Lotus Thief’s high-art, high-concept, and high-blend musical style basically forces one to use his or her noggin’. Conceptually, the San Francisco-based outfit pull from “age-old texts, intentionally exploring the world of the past while weaving threads to the present,” including the Egyptians, medieval times, and Aleister Crowley. It’s fitting for music that is quite exploratory, merging the worlds of black metal (of course), avant-garde, and ambient music. We’d make the initial comparison to Arcturus, but Gramayre dispels that, along with any other comparable.
Featuring Otrebor and Bezaelith (of Botanist, the polarizing “green” black metal band), along with Iva Toric, Lotus Thief employ dueling female vocals to tremendous effect. The layering, placement, and spatial melodies on display on a jam like “The Book of the Dead” is utterly mesmeric. A winding, curving song that works off a foundation of post-doom churns, “The Book of Lies” highlights an album that works best when operating in the free-range fields of effects-driven, space-y metal, if you will.

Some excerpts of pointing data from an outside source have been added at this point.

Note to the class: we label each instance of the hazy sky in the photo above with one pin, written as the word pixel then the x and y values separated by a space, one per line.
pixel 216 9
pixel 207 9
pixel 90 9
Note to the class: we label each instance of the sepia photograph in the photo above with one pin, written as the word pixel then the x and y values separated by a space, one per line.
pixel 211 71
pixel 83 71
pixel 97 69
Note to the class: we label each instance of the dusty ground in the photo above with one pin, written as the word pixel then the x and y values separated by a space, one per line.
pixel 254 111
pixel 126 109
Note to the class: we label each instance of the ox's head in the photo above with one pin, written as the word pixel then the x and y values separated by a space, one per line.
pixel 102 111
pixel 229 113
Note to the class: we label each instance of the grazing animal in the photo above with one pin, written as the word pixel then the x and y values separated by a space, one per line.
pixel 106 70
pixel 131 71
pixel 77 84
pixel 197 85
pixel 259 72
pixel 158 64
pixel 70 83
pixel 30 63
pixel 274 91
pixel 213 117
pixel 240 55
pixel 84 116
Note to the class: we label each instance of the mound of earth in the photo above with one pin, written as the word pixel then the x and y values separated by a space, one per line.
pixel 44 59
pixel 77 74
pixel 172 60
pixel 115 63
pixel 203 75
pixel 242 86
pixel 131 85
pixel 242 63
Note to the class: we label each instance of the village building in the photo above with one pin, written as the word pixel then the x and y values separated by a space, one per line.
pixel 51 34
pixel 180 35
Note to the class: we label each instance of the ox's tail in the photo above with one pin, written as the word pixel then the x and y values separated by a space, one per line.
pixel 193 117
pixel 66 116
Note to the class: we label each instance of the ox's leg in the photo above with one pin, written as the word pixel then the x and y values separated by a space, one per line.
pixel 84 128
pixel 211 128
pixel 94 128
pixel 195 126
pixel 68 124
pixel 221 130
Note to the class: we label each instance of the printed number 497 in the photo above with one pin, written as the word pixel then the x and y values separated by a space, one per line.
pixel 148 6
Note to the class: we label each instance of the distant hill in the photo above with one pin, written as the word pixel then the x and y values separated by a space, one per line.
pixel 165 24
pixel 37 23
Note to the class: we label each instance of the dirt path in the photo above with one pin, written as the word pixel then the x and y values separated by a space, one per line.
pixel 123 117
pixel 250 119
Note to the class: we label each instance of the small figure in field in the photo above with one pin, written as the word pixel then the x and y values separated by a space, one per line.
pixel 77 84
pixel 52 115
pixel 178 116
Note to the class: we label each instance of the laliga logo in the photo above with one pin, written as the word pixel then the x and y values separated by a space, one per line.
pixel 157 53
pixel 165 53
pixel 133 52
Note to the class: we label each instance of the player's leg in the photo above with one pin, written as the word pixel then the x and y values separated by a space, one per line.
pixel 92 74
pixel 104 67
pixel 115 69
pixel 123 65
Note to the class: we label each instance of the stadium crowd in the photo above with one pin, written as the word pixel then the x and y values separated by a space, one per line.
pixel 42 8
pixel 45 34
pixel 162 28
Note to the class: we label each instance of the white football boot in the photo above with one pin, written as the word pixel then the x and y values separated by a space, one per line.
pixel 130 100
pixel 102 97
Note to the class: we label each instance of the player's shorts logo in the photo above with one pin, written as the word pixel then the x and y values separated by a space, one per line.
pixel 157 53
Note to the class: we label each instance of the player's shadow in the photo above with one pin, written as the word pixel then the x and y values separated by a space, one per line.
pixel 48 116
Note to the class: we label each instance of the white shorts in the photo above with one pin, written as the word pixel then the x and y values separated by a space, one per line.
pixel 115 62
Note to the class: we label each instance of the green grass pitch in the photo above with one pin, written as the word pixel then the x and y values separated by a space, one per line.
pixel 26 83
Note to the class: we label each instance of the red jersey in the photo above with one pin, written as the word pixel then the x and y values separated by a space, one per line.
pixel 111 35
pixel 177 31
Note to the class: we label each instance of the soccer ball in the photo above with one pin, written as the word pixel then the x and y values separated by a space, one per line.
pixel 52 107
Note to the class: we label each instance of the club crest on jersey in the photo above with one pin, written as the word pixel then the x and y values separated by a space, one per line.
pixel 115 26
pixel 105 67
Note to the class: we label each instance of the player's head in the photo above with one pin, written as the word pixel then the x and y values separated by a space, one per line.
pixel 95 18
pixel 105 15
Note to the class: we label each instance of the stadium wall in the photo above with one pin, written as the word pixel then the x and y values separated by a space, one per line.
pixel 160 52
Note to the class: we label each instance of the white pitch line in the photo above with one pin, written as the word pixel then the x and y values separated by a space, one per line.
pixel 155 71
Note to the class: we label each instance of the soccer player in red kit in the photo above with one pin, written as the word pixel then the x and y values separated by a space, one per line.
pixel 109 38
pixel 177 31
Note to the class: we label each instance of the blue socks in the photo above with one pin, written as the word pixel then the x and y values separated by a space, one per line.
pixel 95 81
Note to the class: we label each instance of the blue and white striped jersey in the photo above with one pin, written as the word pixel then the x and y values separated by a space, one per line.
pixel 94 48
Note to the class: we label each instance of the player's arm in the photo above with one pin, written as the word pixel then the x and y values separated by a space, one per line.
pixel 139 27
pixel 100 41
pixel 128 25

A similar feeling comes down on “The Book of Lies” (a song inspired by Crowley), with a haunting vocal undertones again driving a song that is carefully constructed. (Further melodic guitar jaunts highlight “Idisi” as well.)
Closer “Salem” effectively brings Gramarye to a head, with a poignant guitar melodies and jazzy drumming, serving as the proper outro to an album that effectively leads into unchartered space-y directions for a North American metal band. But again, it’s the dominant, soaring female vocal interplay that highlights Gramayre, which emerges as yet another shot in the arm for adventurous, avant-garde metal.